Atmosfere decisamente diverse animano invece ROMA, il nuovo film di Alfonso Cuarón, realizzato a cinque anni di distanza da Gravity, film di apertura della Mostra nel 2013, vincitore dell’Oscar per la regia. ​ROMA è il film più personale del regista messicano e ruota intorno a Cleo (l’esordiente Yalitza Aparicio, bravissima), una giovane domestica che lavora in casa di una famiglia borghese nel quartiere Roma di Città del Messico. Nel presentare il suo film, Cuarón ha parlato di una lettera d’amore alle donne che lo hanno cresciuto. ROMA è un racconto sull’infanzia dell’autore, che disegna un ritratto estremamente vivido del contesto storico-sociale di quel periodo. Nel pedinare la sua giovane protagonista, infatti, Cuarón ha modo di presentare anche un momento politico molto importante, seguito dall’elezione alla presidenza di Luis Echeverría Álvarez, contro il quale già dal 1968, quando Echeverría era Ministro dell’Interno, si erano sollevate le proteste studentesche del 1968. Ambientato poco dopo i Mondiali di calcio, tra il 1970 e il 1971, il film mostra infatti il drammatico massacro del Corpus Christi, episodio storico che vide un gruppo paramilitare appoggiato dal Governo, i Falchi, uccidere brutalmente 120 persone.
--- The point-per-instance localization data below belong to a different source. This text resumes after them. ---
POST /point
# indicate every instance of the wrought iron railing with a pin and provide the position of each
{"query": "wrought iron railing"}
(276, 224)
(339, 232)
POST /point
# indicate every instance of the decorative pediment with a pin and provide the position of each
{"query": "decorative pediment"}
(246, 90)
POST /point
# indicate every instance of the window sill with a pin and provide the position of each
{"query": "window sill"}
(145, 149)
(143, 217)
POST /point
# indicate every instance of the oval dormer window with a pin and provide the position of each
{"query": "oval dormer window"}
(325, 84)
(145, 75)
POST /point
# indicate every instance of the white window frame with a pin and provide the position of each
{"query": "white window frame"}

ROMA è un film tecnicamente molto raffinato, con uno straordinario uso del fuori-campo e del piano-sequenza, e un sorprendente lavoro sul suono in una storia dove sono spesso gli elementi dell’acqua e del fuoco a segnare i momenti cruciali. Il personaggio di Cleo è sinora uno dei più potenti e commoventi visti al Lido, e la sua vicenda e il suo stato riportano alla mente il grande modello flaubertiano dello splendido Un cuore semplice, uno dei Tre racconti del grande scrittore francese, e il personaggio di Ah Tao in A Simple Life di Ann Hui, che nel 2011 proprio qui a Venezia fece conquistare la Coppa Volpi a una strepitosa Deannie Yip.
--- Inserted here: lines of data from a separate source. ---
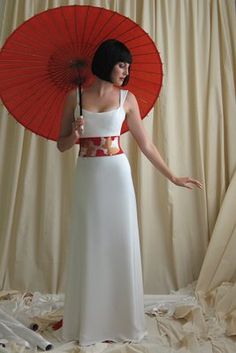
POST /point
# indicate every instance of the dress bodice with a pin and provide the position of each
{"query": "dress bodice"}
(102, 124)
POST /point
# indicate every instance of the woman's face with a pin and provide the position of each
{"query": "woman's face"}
(119, 73)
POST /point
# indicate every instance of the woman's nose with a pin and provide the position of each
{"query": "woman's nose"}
(126, 70)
Sebbene antitetiche, può essere interessante notare come le due opere trovino però un intrigante e sorprendente punto di contatto attraverso il tema della maternità, i cui dettagli però preferiamo non rivelare per non guastare la visione dei film. A questo riguardo, per il film di Cuarón sarà necessario fare ricorso a Netflix, il che significa che anche il più evoluto apparecchio televisivo difficile potrà rendere l’effetto del mare e delle onde in una delle più potenti sequenze del film. Si spera dunque che, almeno in Italia, il film venga distribuito, come annunciato, anche in alcune sale selezionate.